How to train your muscles

How to train your muscles

Building muscles has always been the goal of many people. You cannot see obvious results in a short period of time, but the effect is very good if you exercise for a long time. However, there are many parts of the body that can be trained, such as the arms, abdomen, chest, etc. The methods of exercising for different parts of the body are different at different stages. You have to develop an exercise method according to your own requirements to avoid blind exercise that will not produce any effect, which will damage the patient's psychology and cause the patient to give up exercising. So what are the methods to teach you how to build muscle?

Chest muscle training

Lying Press

Starting position: Lie on a bench with a barbell placed just above your nipples.

Action process: Lift the barbell vertically until both arms are fully extended, the chest muscles are completely contracted, stay still for one second, and then slowly fall down.

Breathing method: inhale when lifting up and exhale when falling down.

Key points: Be careful not to use too much resistance. Use less force in the first few times and then gradually increase the force to avoid spraining the neck. Do not allow any rotation of the neck.

Incline Press

Starting position: Lie on an incline bench with your head up at 30-45 degrees, holding a barbell with both hands above your chest.

Action process: Lift the barbell vertically until both arms are fully extended, stay still for one second, and then slowly lower it to its original position.

Breathing method: inhale when lifting up and exhale when still. Inhale as you slowly descend, and exhale when you return to your original position.

Decline Press

Starting position: Lie on an incline bench with your head down, holding a barbell under your chest with both hands.

Action process: Lift the barbell vertically until both arms are fully extended, stay still for one second, and then slowly lower it to its original position.
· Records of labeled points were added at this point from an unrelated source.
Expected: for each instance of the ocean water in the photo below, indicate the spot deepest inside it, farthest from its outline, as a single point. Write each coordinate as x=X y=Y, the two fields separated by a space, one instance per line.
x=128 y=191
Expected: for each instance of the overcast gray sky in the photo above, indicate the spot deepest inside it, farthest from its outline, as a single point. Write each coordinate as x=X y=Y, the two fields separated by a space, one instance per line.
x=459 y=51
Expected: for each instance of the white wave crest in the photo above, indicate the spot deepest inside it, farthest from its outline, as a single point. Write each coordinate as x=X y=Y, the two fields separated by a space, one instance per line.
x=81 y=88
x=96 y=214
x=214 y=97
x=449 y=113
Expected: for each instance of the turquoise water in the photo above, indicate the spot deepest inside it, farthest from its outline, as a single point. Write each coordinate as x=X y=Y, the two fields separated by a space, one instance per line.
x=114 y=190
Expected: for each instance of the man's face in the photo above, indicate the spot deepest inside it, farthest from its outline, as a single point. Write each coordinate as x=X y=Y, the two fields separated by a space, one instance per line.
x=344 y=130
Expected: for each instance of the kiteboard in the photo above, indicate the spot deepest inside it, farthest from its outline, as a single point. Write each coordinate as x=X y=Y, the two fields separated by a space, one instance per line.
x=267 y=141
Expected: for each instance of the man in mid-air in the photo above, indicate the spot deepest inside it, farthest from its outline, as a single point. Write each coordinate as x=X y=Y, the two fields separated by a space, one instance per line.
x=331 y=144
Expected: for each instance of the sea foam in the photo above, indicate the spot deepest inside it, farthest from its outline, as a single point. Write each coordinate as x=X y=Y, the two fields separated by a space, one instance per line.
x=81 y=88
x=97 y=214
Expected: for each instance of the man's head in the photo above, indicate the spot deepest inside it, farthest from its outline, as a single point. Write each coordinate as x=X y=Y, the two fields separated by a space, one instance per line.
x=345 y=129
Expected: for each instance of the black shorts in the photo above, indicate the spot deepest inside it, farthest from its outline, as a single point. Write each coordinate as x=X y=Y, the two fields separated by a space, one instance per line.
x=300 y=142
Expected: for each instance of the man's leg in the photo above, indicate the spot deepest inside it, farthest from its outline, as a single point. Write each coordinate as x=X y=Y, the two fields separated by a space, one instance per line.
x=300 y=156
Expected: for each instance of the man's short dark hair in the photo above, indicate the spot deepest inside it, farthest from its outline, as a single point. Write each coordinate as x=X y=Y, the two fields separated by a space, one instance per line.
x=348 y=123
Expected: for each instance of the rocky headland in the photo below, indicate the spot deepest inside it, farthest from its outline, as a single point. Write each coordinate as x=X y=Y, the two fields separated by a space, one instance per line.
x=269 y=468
Breathing method: inhale when lifting up and exhale when still. Inhale as you slowly descend, and exhale when you return to your original position.

Supine Fly

This exercise directly exercises the chest muscles and can be performed in the supine, upper incline, or lower incline positions.

Starting position: Lie on your back on a bench, with your fists facing each other, holding dumbbells; stretch your arms straight up perpendicular to the ground, and keep your feet flat on the ground.

Action process: Spread your hands apart and let them fall to the sides, with your elbows slightly bent, until you can't go any lower. Hold still for one second to allow your pectoralis major to fully stretch, then raise your arms out to your sides and return to the starting position.

Breathing method: Inhale when you stretch your arms apart, and exhale when you return them.

Important points: Do not clench your hands. When you spread your arms, tighten your back muscles. Focus your mind on the contraction and extension of the pectoralis major muscles.

What are the methods to teach you how to build muscles? The muscle building methods analyzed in this article are aimed at training the chest muscles. Most men's physical exercises are whole-body exercises. If you want to target a specific area, you need to perform special exercises. The formation of chest muscles is very easy to train. As long as the patient does the above movements every day and persists for a month, good results can be seen. Of course, if the patient practices for a short time every day or the movements are not up to standard, the effect of the training will not be seen.